A group at the iron railing across the foot of the colonnade attracted his attention by its excessive gayety. The center, he saw, was a young woman, with smooth bandeaux and loops of black hair, and a goya lily caught below her ear. She was not handsome, but her features were animated, and her shoulders as finely white and sloping as an alabaster vase.
It was not this that held his attention, but a sense of familiarity, a feeling that he had seen her before. He walked past the group, without plan, and, meeting her gaze, bowed awkwardly in response to a hesitating but unmistakable smile of recognition. Alexander stopped, and she imperiously waved him to join the number about her. He was in a cold dread of the necessity of admitting, before so many, that he could not recall her name; but obviously all that she desired was to swell the circle of her admirers, for, beyond a second nod, she ignored him.
The Southerner was at her shoulder, maintaining a steady flow of repartee, and Alexander envied him his assured presence, his dark, distinguished appearance. The man who had been indicated as Sinnox' companion stood by Hulings, and the latter conceived a violent prejudice for the other's meager yellow face and spiderlike hand, employed with a cheroot.
Alexander hoped that somebody would repeat the name of the girl who had spoken to him. A woman did, but only in the contracted, familiar form of Gisela.... Gisela—he had heard that too. Suddenly she affected to be annoyed; she arched her fine brows and glanced about, her gaze falling upon Alexander Hulings. Before he was aware of her movement a smooth white arm was thrust through his; he saw the curve of a powdered cheek, an elevated chin.
“Do take me out of this!” she demanded. “New Orleans molasses is—well, too thick.”
Obeying the gentle pressure of her arm, he led her down the steps to the graveled expanse below. She stopped by a figure of the Goddess of Health, in filigree on mossy rocks, pouring water from an urn. Her gown was glazed green muslin, with a mist of white tulle, shining with particles of silver. The goya lily exhaled a poignant scent.
“I didn't really leave because of Mr. Sinnox,” she admitted; “a pin was scratching, and I was devoured with curiosity to know who you were, where I had met——”
Suddenly, in a flash of remembered misery, of bitter resentment, he recognized her—Gisela, John Wooddrop's daughter. The knowledge pinched at his heart with malicious fingers; the starry night, the music and gala attire, his loneliness had betrayed him into an unusual plasticity of being. He delayed for a long breath, and then said dryly: “I'm Alexander Hullings.”
“Not——” she half cried, startled. She drew away from him, and her face grew cold. In the silence that followed he was conscious of the flower's perfume and the insistent drip of the water falling from the um. “But I haven't met you at all,” she said; “I don't in the least know you.” Her attitude was insolent, and yet she unconsciously betrayed a faint curiosity. “I think you lacked delicacy to join my friends—to bring me out here!”

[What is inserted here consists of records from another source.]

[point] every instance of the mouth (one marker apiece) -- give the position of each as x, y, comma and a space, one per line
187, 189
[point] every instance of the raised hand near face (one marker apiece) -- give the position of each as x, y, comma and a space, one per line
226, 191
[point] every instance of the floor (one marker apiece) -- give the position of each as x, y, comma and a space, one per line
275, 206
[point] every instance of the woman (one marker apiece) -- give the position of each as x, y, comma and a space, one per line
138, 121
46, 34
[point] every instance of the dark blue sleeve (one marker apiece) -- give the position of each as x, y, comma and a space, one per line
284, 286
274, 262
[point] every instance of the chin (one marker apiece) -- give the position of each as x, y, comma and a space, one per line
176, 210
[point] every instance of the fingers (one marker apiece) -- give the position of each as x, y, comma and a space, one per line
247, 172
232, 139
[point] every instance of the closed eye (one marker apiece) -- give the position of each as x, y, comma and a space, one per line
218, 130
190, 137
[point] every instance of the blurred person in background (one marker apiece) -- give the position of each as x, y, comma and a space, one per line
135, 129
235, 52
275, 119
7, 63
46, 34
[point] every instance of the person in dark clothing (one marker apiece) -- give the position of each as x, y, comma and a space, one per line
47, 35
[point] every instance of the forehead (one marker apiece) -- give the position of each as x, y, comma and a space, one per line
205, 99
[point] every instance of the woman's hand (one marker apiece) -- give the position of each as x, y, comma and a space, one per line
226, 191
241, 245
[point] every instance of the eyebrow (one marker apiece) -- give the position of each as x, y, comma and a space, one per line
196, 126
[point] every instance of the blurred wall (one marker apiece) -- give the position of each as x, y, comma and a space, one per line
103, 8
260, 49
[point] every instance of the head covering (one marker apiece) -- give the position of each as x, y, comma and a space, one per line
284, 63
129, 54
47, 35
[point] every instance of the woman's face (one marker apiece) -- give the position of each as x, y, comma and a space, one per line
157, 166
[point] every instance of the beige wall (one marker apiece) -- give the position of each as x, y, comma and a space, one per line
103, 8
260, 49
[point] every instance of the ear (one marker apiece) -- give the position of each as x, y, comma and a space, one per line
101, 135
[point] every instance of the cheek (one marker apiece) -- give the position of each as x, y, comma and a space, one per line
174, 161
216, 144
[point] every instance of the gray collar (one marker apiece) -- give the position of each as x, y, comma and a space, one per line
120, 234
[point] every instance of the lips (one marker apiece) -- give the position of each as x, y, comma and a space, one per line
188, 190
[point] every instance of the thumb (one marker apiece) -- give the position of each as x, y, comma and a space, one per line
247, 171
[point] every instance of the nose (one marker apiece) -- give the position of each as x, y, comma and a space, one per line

“I didn't,” he reminded her; “you brought me.” Instantly he cursed such clumsy stupidity. Her lower lip protruded disdainfully.

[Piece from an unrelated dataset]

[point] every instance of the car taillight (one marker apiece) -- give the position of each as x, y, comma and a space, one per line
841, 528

“Forgive me,” she said, dropping a curtsy, “but I needn't keep you.”
She swept away across the gravel and up the stairs to the veranda. It was evident that the group had not separated; for almost immediately there rose a concerted laughter, a palpable mockery, drifting out to Alexander.

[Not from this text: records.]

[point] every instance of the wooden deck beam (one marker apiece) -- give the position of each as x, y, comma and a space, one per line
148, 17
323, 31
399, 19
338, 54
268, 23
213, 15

His face was hot, his hands clenched in angry resentment. More than anything else, he shrank from being an object of amusement, of gibes. It was necessary to his self-esteem to be met with grave appreciation.
This was his first experience of the keen assaults of social weapons, and it inflicted on him an extravagant suffering. His instinct was to retire farther into the night, only to return to his room when the hotel was dark, deserted. But a second, stronger impulse sent him deliberately after Gisela Wooddrop, up the veranda stairs, and rigidly past the group gazing at him with curious mirth.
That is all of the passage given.